Recently, a team from Marshall Skills Academy attended the World Aviation Training Summit (WATS 2022) in Orlando, Florida. The event took place over four days with networking, conference sessions and an exhibition. The primary aim for attending was to gain greater insight into industry trends, challenges, best practice, and emerging training technologies. The team found their time at WATS extremely valuable and therefore wanted to share some of their key takeaways.
The importance of maintaining the aircraft maintenance workforce
There is a clear need to protect the current demographic of the aircraft maintenance industry as the pandemic has increased attrition from the industry worldwide with many professionals later in their careers choosing to retire rather than wait for the industry to recover. The team attended a fantastic talk by Steve Platt (Hawaiian Airlines) who highlighted a poignant message that we as trainers are responsible to help professionals in the industry develop practical change management and change resilience skills. Marshall Skills Academy have responded to this by renewing its focus on its bitesize offering focused on helping our customers embrace change.

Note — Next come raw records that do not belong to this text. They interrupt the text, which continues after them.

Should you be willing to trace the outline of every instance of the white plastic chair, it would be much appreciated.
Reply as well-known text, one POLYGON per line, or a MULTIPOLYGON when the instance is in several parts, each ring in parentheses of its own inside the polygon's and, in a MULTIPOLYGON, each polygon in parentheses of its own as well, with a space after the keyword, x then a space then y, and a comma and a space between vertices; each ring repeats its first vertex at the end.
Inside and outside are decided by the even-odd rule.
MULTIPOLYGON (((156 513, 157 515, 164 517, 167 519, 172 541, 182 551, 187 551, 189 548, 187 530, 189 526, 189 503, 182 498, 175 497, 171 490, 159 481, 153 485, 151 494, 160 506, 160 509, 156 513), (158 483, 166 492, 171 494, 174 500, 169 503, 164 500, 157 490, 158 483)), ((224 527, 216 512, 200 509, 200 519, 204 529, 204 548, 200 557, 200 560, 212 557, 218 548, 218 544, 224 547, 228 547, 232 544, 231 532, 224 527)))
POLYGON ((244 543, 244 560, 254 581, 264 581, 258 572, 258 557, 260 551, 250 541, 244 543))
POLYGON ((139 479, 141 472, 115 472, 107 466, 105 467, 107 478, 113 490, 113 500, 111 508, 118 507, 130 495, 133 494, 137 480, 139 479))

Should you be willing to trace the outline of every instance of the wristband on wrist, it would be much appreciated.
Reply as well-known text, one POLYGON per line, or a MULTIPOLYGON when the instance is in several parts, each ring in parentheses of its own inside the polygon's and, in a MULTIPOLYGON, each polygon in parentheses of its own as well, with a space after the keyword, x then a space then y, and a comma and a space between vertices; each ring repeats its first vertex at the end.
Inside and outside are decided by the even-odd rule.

Stop using tokenism in the promotion of diversity
Tammera L. Holmes (Aerostar Avion Institute) led an engaging talk with a hard-hitting message that the industry must stop using tokenism in its promotion of diversity. We need collectively, as an industry, to move towards sharing genuine representation to help tap into a large pool of potential talent. A talent pool that is desperately needed to help meet the huge demand for skilled aircraft maintenance engineers. Even with the impact of the pandemic, Airbus predicts that over 700,000 new engineers are needed by 2040 to keep the world’s fleet flying safely. Genuine representation will positively influence how relatable and accessible the industry feels. Furthermore, this not just about influencing the potential talent but also capturing those that influence them, family, and teachers etc., as these individuals have tremendous influence over their future career decisions.
Embracing new and overlooked tools for training and assessing competency
In terms of techniques and technology that stood out to the team, they were most impressed with the offering of dynamic schematics and live (dummy) aircraft systems for example a fully functioning FMS (Flight Management System) that can be used to practice in accordance with an Aircraft Maintenance Manual, providing context to learning.
It is also important to consider the learning that is required and what the most appropriate method is. The use of technology needs careful consideration to determine whether it augments more traditional learning or replaces it and how it meets the needs of individual learning styles. There will always be a place for a pen and paper!
Safety and organisational consultant, Angeline Ram spoke about the impact of behaviours on safety in aviation and strongly advocated a tool that was introduced to the industry in the late 1990’s called NOTECHs Assessment. This tool provides a great way to assess behaviours and Marshall Skills Academy will spend some time learning more about these tools and the value they can potentially add to our learners, customers, and us as a training provider.